AI Design: data scientists, domain experts, socio-cultural analysts, experts in the field of diversity, equity, inclusion, and accessibility, members of impacted communities, human factors experts (e.g., UX/UI design), governance experts, data engineers, data providers, system funders, product managers, third-party entities, evaluators, and legal and privacy governance.

AI Development: machine learning experts, data scientists, developers, third-party entities, legal and privacy governance experts, and experts in the socio-cultural and contextual factors associated with the deployment setting.

AI Deployment: system integrators, software developers, end users, operators and practitioners, evaluators, and domain experts with expertise in human factors, socio-cultural analysis, and governance.
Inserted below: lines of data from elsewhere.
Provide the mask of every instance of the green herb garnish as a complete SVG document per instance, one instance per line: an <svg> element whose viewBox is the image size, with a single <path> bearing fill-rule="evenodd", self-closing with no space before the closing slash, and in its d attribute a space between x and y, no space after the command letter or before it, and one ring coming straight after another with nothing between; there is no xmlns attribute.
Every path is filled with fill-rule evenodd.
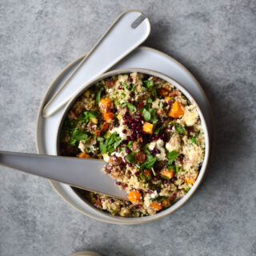
<svg viewBox="0 0 256 256"><path fill-rule="evenodd" d="M157 201L157 202L162 202L165 201L166 199L166 198L165 197L157 197L155 198L150 198L151 201Z"/></svg>
<svg viewBox="0 0 256 256"><path fill-rule="evenodd" d="M162 130L162 129L165 128L165 127L166 127L166 125L163 124L161 127L156 128L156 129L154 130L154 133L155 134L158 134L159 132L160 132L160 130Z"/></svg>
<svg viewBox="0 0 256 256"><path fill-rule="evenodd" d="M195 139L194 137L191 136L190 138L191 138L192 143L194 143L195 145L198 145L198 142L197 142L197 140Z"/></svg>
<svg viewBox="0 0 256 256"><path fill-rule="evenodd" d="M178 152L176 150L172 150L171 152L169 152L167 154L167 158L168 158L168 168L171 168L170 166L172 166L174 161L178 157Z"/></svg>
<svg viewBox="0 0 256 256"><path fill-rule="evenodd" d="M126 160L130 163L135 163L136 162L135 154L136 152L131 152L128 154L126 157Z"/></svg>
<svg viewBox="0 0 256 256"><path fill-rule="evenodd" d="M186 132L186 130L185 128L180 125L179 123L177 123L177 122L170 122L170 125L174 126L174 128L175 128L175 130L180 134L185 134L185 132Z"/></svg>
<svg viewBox="0 0 256 256"><path fill-rule="evenodd" d="M143 86L147 90L150 89L154 86L154 81L152 79L150 80L145 80L143 81Z"/></svg>

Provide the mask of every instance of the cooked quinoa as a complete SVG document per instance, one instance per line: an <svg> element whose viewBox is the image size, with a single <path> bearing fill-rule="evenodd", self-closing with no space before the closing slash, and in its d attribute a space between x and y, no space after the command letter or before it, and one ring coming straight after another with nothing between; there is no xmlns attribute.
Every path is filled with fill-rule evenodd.
<svg viewBox="0 0 256 256"><path fill-rule="evenodd" d="M205 138L197 106L172 84L141 73L93 86L62 126L61 154L106 162L103 171L128 193L124 201L80 190L113 215L153 215L182 198L195 182Z"/></svg>

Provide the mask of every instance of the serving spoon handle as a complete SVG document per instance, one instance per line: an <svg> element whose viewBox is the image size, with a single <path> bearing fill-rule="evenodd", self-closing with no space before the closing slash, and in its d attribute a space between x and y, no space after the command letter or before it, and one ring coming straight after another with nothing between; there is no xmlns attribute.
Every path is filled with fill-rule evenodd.
<svg viewBox="0 0 256 256"><path fill-rule="evenodd" d="M150 21L140 11L122 14L46 103L42 116L50 117L60 110L84 85L140 46L150 32Z"/></svg>
<svg viewBox="0 0 256 256"><path fill-rule="evenodd" d="M0 150L0 165L55 180L93 192L127 199L127 193L114 185L101 169L106 162L71 157Z"/></svg>

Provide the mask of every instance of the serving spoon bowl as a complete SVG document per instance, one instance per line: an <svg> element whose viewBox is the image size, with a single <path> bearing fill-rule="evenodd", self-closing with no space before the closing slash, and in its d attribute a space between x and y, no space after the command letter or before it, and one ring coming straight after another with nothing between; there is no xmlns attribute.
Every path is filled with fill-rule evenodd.
<svg viewBox="0 0 256 256"><path fill-rule="evenodd" d="M127 193L114 186L114 180L101 171L106 164L102 160L0 151L0 164L86 190L127 199Z"/></svg>

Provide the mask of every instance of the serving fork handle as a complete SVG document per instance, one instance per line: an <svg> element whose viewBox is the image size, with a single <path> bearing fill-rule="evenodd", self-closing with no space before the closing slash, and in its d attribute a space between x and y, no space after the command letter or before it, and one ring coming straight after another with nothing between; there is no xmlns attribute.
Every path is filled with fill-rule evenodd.
<svg viewBox="0 0 256 256"><path fill-rule="evenodd" d="M50 117L60 110L86 84L141 45L150 32L150 21L140 11L122 14L46 103L42 116Z"/></svg>

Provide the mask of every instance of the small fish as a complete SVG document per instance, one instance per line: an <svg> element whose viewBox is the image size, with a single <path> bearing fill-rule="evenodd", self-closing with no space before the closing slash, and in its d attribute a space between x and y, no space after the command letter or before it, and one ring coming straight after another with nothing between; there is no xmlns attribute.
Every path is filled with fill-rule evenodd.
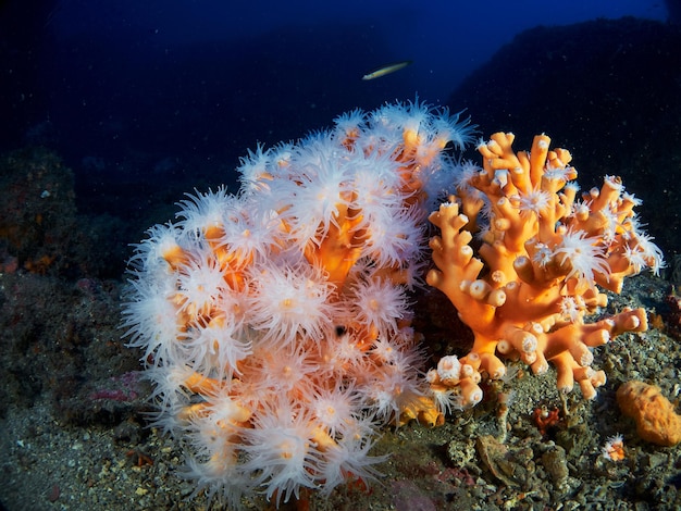
<svg viewBox="0 0 681 511"><path fill-rule="evenodd" d="M367 73L362 76L362 79L374 79L381 76L389 75L411 64L412 61L404 60L401 62L393 62L392 64L382 65L381 67L373 70L371 73Z"/></svg>

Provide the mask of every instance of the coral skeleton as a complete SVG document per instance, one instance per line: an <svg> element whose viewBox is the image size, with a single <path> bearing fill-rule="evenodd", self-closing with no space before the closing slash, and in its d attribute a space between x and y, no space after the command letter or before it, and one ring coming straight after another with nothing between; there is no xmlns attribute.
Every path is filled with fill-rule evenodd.
<svg viewBox="0 0 681 511"><path fill-rule="evenodd" d="M419 377L408 289L472 126L416 103L354 111L296 144L258 147L240 189L196 192L131 261L124 326L187 446L197 491L263 494L372 479L381 423L443 421Z"/></svg>
<svg viewBox="0 0 681 511"><path fill-rule="evenodd" d="M447 356L426 376L433 392L455 391L463 407L483 397L484 377L502 378L505 359L534 373L557 370L562 392L577 382L585 398L606 382L592 367L592 348L624 332L647 329L643 309L595 323L585 316L607 304L599 288L620 292L627 276L655 273L663 256L641 229L619 177L578 198L577 171L565 149L534 138L513 152L512 134L497 133L478 147L483 167L467 166L456 196L430 215L436 265L426 276L456 307L474 334L461 359Z"/></svg>

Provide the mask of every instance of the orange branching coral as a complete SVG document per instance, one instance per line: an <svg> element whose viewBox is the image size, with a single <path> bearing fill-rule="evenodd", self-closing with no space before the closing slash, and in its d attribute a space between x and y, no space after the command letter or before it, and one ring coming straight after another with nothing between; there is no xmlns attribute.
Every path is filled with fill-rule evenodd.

Operation and Monitoring: system operators, domain experts, AI designers, users who interpret or incorporate the output of AI systems, product developers, evaluators and auditors, compliance experts, organizational management, and members of the research community.

AI Risks

Compared to traditional software, AI-specific risks that are new or increased include:

- The data used for building an AI system may not be a true or appropriate representation of the context or intended use of the AI system
- AI system dependency and reliance on data for training tasks, combined with increased volume and complexity typically associated with such data
- Intentional or unintentional changes during training may fundamentally alter AI system performance
- Datasets used to train AI systems may become detached from their original and intended context or may become stale or outdated relative to deployment context
- AI system scale and complexity (many systems contain billions or even trillions of decision points) housed within more traditional software applications
- Use of pre-trained models that can advance research and improve performance can also increase levels of statistical uncertainty and cause issues with bias management, scientific validity, and reproducibility
- Higher degree of difficulty in predicting failure modes for emergent properties of large-scale pre-trained models
- Privacy risk due to enhanced data aggregation capability for AI systems
- AI systems may require more frequent maintenance and triggers for conducting corrective maintenance due to data, model, or concept drift
- Increased opacity and concerns about reproducibility
- Underdeveloped software testing standards and inability to document AI-based practices to the standard expected of traditionally engineered software for all but the simplest of cases
- Difficulty in performing regular AI-based software testing, or determining what to test, since AI systems are not subject to the same controls as traditional code development
- Computational costs for developing AI systems and their impact on the environment and planet
- Inability to predict or detect the side effects of AI-based systems beyond statistical measures


AI Risk Management Framework - NIST. https://www.nist.gov/itl/ai-risk-management-framework [Accessed 12/17/2023]

NIST Trustworthy & Responsible Artificial Intelligence Resource Center (AIRC). https://airc.nist.gov/Home [Accessed 12/17/2023]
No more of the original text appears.